Figure in that much of the world's wealth is controlled by people in or approaching retirement, and you have a recipe for strong demand for government bonds, even amid a deteriorating longer-term outlook for government finances. After all, savers eventually want to eat their assets, and very few have assets large enough to accept much equity volatility late in life.
As well, new banking regulations being rolled out will force financial companies to hold many more safe assets, a huge source of demand. That process has years to run and will help to keep rates low.
Barclays thinks bonds will still do poorly over the next five years, with safe-haven bonds losing about 2 percent a year when you take inflation into account. Even though demand will be strong, economic growth, and some inflation, will eventually return, eating away at bond values.
Stocks will outperform by 5 to 6 percentage points annually, but that still only implies a 3 to 4 percent real return.
The gap between stock and bond returns - called the equity risk premium - is about at the historic average, but absolute return on equities will be low. Returns on a mixed portfolio will be even worse, perhaps no more than 1.5 to 2.0 percent annually.
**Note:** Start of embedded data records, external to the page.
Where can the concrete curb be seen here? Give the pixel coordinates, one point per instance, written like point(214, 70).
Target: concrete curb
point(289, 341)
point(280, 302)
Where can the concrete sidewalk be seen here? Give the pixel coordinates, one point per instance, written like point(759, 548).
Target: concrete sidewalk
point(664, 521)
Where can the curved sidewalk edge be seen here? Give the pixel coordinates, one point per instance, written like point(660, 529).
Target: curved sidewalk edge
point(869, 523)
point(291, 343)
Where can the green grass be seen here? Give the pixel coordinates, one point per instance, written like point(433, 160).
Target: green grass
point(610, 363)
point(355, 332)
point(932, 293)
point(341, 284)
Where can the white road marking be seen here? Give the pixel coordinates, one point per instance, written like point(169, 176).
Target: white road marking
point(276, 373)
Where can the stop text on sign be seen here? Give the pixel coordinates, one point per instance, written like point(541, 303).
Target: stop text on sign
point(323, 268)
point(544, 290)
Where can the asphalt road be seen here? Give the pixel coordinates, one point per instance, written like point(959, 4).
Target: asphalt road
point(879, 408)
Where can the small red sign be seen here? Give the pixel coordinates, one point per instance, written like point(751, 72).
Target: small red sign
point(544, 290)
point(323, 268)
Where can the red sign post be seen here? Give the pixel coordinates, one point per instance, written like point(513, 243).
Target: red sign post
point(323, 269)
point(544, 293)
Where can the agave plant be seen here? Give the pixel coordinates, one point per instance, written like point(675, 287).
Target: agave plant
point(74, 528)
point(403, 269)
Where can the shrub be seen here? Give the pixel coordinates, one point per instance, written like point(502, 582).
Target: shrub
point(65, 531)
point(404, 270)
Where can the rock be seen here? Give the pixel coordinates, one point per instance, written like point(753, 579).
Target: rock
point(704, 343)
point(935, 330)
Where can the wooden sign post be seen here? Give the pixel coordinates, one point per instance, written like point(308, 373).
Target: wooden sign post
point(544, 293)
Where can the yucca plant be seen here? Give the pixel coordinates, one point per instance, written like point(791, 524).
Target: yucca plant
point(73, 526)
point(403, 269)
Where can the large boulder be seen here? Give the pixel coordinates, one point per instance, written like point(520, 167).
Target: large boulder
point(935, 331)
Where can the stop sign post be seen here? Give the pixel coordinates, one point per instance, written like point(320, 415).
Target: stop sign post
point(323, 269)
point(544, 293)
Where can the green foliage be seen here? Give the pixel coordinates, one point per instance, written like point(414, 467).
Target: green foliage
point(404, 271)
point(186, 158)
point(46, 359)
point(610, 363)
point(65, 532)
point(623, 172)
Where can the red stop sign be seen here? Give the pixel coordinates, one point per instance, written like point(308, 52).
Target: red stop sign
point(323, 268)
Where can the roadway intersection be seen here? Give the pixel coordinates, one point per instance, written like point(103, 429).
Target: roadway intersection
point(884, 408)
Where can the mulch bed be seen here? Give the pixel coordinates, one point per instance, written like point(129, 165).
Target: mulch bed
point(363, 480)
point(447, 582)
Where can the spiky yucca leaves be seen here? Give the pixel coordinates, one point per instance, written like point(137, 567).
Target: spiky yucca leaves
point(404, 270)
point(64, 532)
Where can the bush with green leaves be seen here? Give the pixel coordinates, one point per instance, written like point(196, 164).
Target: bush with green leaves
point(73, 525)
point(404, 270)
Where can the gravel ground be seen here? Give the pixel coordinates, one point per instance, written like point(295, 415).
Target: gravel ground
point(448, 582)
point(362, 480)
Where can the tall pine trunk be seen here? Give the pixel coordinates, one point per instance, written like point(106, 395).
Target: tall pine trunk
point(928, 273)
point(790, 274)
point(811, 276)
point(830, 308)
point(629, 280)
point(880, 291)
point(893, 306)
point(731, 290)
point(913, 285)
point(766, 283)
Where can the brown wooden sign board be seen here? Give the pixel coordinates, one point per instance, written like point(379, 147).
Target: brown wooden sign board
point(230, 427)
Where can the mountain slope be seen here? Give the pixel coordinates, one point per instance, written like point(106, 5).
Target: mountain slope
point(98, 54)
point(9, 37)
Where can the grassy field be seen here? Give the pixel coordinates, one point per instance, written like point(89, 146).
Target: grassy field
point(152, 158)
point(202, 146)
For opportunistic investors it makes sense to be aware of the implications of this. I'd be very wary of companies with big pension fund deficits. Those are only going to get worse. I would also worry about the effect that this will have, over five or 10 years, on consumption and savings. There are still good reasons for savings rate to go structurally higher, and that means less money flowing around the economy, and, theoretically, still lower returns on stocks and bonds.
Still, the best advice is to take the best choice in a bad lot: equities. This is especially true for younger investors, who may want to consider keeping bond allocations lower than is usually recommended.
If you are going to lose 2 percent a year on bonds, and maybe about the same on corporate bonds, the less "safety" you can afford, the better off you will be.